Horror Suspense YA Young Adult

The Taking of Jake Livingston by Ryan Douglass Review

A riveting social thriller and phenomenal ghost story and one heck of a debut!

Jake sees dead people — ghosts and wraiths and everything in between. Not that anyone believes ghouls follow him when he’s extra sad or that he can kind of sort of astral project. The onslaught of death and dead people is a lot for anyone to deal with when Jake just wants to blend in. Instead, his abilities make it nearly impossible for Jake to stay in the present — forget having the headspace to figure things out about himself. One of those things that need figuring out: Jake is a closeted gay teen. But being the only Black student in his grade at St. Clair is terrible enough with racism coming at him from students and teachers alike. There’s no way he’s expanding his target mark by adding gay.

“White boys can be gay because gay is all they are. Allister and I … we’re Black and gay, and being both would put targets on our heads.”

Ryan Douglass

And then Sawyer Doon hits the scene — a ghost more corporeal than any Jake’s encountered.
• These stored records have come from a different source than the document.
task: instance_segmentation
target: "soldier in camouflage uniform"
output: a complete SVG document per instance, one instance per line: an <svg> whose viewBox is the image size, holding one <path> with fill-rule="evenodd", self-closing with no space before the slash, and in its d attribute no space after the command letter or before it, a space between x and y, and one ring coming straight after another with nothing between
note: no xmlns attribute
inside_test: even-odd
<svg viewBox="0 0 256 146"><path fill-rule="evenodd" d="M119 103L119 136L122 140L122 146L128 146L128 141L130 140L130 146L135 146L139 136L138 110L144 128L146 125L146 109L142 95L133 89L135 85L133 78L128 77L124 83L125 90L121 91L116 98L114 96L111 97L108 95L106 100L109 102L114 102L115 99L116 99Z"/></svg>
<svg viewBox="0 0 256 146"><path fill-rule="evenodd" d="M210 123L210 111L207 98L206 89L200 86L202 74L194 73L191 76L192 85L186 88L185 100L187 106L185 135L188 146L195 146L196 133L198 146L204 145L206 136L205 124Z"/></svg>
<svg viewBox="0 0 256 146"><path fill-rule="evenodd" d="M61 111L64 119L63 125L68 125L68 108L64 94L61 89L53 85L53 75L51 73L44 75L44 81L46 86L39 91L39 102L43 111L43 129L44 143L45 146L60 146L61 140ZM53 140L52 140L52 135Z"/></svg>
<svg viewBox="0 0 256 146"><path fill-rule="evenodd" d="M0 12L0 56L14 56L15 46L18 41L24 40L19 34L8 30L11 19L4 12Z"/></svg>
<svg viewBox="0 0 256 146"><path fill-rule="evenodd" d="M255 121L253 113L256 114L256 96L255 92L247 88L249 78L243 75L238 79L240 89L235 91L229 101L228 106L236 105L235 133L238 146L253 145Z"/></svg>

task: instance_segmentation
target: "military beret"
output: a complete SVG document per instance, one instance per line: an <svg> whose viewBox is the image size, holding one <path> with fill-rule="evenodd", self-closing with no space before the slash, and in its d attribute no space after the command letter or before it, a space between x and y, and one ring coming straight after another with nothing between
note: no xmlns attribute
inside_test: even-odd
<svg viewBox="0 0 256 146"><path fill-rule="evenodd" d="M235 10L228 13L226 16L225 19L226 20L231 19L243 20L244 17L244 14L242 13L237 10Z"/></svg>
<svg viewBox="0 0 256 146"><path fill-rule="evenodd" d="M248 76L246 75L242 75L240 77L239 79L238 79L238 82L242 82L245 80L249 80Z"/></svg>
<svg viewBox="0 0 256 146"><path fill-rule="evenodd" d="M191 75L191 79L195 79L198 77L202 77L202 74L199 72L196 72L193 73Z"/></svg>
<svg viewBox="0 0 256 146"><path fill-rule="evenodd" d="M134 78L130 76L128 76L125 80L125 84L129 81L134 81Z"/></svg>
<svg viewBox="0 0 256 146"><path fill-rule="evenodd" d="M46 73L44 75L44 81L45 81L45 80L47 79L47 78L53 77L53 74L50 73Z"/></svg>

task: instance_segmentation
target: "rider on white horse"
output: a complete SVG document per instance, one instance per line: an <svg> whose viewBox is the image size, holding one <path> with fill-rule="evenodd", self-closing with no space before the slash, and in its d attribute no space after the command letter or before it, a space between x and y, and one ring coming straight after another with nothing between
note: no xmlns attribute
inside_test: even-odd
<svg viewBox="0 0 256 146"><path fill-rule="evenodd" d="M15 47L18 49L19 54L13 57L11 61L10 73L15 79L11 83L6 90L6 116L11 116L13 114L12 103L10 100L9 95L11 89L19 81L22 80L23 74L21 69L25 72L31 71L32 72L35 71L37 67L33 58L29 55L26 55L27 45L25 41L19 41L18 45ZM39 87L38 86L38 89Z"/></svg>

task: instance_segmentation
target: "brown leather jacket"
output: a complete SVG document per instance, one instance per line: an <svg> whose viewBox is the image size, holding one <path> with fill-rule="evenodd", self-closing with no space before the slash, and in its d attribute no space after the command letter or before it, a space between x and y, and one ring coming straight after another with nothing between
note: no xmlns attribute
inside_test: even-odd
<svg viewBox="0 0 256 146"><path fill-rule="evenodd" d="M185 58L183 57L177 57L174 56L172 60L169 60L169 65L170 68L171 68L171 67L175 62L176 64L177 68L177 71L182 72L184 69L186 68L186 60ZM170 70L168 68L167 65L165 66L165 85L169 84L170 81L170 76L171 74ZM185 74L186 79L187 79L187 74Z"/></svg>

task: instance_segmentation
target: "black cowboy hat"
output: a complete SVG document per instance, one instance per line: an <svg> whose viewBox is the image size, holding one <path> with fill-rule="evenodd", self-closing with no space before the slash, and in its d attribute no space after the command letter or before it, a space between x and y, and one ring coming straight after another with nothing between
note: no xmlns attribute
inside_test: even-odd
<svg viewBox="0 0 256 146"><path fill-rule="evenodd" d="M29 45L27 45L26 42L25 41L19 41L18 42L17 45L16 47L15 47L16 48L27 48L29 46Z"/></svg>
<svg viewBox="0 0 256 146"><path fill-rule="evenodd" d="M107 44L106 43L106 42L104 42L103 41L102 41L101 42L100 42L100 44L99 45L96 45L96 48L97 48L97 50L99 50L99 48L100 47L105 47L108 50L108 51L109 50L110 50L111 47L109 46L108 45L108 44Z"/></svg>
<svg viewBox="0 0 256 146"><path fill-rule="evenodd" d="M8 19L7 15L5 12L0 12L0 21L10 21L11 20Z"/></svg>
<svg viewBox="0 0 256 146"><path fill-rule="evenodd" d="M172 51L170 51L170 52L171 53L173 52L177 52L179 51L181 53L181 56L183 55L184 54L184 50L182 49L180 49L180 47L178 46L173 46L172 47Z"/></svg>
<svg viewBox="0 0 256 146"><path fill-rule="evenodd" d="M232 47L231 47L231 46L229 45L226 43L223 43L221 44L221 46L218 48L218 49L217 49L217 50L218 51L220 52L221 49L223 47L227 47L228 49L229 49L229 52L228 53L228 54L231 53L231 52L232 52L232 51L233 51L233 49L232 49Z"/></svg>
More accurately, Sawyer is the ghost of a dead school shooter who’s returned to continue killing and take possession of Jake’s body.

At its core, The Taking of Jake Livingston is a riveting social thriller and a phenomenal ghost story. You’ve got a lot — a lot !— of scary stuff that goes down, including the attempted possession of Jake’s body and a host of gruesome murders. While the novel’s central themes of racism, racial micro aggression, bullying, and homophobia give voice to an underrepresented reality. The combination leads to a dynamic blend of action that will have you flying through the pages with your heart in your throat.

Jake and Sawyer are characters who’ve had to become edited versions of themselves to fall in line with society’s expectations of masculinity. Jake becomes quiet and withdrawn. Sawyer turns to violence. We root for Jake and are shaken by Sawyer’s actions. Douglass weaves his story threads with expert ease, including a slow-burn romance, and creates some real story magic here — a ghost story that draws you in and makes you think.

Trigger warnings: suicide, attempted sexual assault, homophobia, racism, animal cruelty, physical abuse, school shooting.

Book: The Taking of Jake Livingston
Published: Putnam
Pages: 308
Publication Date: July 13th, 2021
Age Range: 13 – 18
Stars: 4.5/5

Penguin Teen kindly sent me a free eARC of this book in exchange for an honest review. This does not affect my opinion, rating, or the content of my review.